America and Israel Greatest Threats to Peace

Imagine if Iran — or any other country — did a fraction of what American and Israel do at will. Noam Chomsky:

Why America and Israel Are the Greatest Threats to Peace

Why America and Israel Are the Greatest Threats to Peace

Iran is carrying out a murderous and destructive low-level war against Israel with great-power participation. Its leaders announce that negotiations are going nowhere. Israel refuses to sign the Non-Proliferation Treaty and allow inspections, as Iran has done. Israel continues to defy the overwhelming international call for a nuclear-weapons-free zone in the region. Throughout, Iran enjoys the support of its superpower patron.

Iranian leaders are therefore announcing their intention to bomb Israel, and prominent Iranian military analysts report that the attack may happen before the U.S. elections.

Iran can use its powerful air force and new submarines sent by Germany, armed with nuclear missiles and stationed off the coast of Israel. Whatever the timetable, Iran is counting on its superpower backer to join if not lead the assault. U.S. defense secretary Leon Panetta says that while we do not favor such an attack, as a sovereign country Iran will act in its best interests.

All unimaginable, of course, though it is actually happening, with the cast of characters reversed. True, analogies are never exact, and this one is unfair – to Iran.
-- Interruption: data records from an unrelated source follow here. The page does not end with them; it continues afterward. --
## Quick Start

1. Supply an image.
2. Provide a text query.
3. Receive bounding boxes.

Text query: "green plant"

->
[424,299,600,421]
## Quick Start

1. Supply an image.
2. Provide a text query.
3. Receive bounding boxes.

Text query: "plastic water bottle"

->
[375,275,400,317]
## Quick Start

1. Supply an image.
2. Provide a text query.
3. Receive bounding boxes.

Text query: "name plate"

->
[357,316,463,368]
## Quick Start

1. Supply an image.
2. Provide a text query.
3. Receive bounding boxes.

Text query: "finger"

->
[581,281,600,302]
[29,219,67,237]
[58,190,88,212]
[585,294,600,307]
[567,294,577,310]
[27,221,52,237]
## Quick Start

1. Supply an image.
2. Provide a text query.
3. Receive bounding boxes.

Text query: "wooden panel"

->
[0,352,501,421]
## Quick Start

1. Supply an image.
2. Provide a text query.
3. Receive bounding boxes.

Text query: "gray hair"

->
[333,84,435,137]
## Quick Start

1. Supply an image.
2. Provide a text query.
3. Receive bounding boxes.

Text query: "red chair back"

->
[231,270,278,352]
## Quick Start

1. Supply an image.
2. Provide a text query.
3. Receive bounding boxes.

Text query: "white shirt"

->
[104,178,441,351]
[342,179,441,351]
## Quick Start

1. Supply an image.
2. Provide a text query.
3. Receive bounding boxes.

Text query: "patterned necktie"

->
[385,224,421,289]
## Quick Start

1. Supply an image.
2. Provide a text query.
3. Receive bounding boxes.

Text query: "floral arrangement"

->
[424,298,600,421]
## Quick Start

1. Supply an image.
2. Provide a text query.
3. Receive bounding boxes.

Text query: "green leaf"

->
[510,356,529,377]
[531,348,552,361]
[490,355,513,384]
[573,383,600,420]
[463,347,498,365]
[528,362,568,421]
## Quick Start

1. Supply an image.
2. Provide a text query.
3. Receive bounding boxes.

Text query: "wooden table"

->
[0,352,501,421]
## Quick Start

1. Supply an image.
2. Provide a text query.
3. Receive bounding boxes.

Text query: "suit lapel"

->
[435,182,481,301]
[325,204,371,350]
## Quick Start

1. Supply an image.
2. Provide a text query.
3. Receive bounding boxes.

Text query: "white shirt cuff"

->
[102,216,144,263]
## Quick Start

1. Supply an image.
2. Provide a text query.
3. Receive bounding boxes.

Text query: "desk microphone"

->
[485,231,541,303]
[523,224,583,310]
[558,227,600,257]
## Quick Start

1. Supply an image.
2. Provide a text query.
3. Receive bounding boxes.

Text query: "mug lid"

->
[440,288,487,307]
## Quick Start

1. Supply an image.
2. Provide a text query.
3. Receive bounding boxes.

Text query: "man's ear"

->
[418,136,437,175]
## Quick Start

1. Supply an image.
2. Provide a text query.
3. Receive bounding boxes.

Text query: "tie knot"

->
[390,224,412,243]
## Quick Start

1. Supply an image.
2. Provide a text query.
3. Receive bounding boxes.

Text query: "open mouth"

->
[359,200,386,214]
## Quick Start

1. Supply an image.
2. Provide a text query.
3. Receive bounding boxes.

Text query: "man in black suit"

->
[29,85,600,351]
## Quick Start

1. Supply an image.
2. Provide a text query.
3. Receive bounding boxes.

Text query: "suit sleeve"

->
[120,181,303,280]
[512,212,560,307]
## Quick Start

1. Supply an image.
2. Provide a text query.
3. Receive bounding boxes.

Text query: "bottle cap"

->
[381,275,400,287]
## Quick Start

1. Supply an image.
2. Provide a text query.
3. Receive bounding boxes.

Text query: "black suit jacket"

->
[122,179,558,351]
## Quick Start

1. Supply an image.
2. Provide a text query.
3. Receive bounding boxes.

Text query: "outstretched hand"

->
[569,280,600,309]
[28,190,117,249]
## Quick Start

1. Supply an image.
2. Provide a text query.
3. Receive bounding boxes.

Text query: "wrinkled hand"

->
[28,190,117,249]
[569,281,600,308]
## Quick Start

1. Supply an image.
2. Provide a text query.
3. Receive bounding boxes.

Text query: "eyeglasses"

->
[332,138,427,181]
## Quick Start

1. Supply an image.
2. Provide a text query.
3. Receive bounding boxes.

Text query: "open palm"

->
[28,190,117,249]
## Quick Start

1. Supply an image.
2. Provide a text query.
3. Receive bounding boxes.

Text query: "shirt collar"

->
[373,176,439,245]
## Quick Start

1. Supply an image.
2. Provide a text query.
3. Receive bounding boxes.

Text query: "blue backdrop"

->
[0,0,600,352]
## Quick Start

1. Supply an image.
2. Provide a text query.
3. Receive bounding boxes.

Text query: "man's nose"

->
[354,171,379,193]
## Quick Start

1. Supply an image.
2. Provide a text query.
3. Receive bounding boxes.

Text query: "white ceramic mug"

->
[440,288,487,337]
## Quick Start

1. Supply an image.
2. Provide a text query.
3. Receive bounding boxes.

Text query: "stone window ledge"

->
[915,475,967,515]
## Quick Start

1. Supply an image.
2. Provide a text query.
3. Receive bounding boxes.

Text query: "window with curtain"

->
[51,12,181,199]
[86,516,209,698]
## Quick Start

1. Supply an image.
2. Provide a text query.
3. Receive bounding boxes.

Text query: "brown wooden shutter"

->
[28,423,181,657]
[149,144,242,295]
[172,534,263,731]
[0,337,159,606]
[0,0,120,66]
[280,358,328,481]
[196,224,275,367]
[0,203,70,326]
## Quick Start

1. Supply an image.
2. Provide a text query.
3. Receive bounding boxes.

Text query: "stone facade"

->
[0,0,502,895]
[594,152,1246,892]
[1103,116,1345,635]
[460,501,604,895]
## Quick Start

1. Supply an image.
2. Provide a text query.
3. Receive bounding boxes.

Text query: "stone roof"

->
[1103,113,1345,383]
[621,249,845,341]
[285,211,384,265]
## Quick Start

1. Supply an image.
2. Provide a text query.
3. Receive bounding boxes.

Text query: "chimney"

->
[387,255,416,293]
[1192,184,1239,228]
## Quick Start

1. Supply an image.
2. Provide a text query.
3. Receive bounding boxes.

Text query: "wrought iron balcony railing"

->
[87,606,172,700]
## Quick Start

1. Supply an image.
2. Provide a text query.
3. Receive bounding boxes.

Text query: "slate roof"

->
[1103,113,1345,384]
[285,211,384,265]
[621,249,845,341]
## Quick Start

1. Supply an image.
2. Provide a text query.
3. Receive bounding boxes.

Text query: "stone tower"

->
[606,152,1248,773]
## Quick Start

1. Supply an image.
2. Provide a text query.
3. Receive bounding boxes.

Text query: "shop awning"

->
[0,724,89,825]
Like its patron, Israel resorts to violence at will. It persists in illegal settlement in occupied territory, some annexed, all in brazen defiance of international law and the U.N. Security Council. It has repeatedly carried out brutal attacks against Lebanon and the imprisoned people of Gaza, killing tens of thousands without credible pretext.

Thirty years ago Israel destroyed an Iraqi nuclear reactor, an act that has recently been praised, avoiding the strong evidence, even from U.S. intelligence, that the bombing did not end Saddam Hussein’s nuclear weapons program but rather initiated it. Bombing of Iran might have the same effect.

Iran too has carried out aggression – but during the past several hundred years, only under the U.S.-backed regime of the shah, when it conquered Arab islands in the Persian Gulf.

Iran engaged in nuclear development programs under the shah, with the strong support of official Washington. The Iranian government is brutal and repressive, as are Washington’s allies in the region. The most important ally, Saudi Arabia, is the most extreme Islamic fundamentalist regime, and spends enormous funds spreading its radical Wahhabist doctrines elsewhere. The gulf dictatorships, also favored U.S. allies, have harshly repressed any popular effort to join the Arab Spring.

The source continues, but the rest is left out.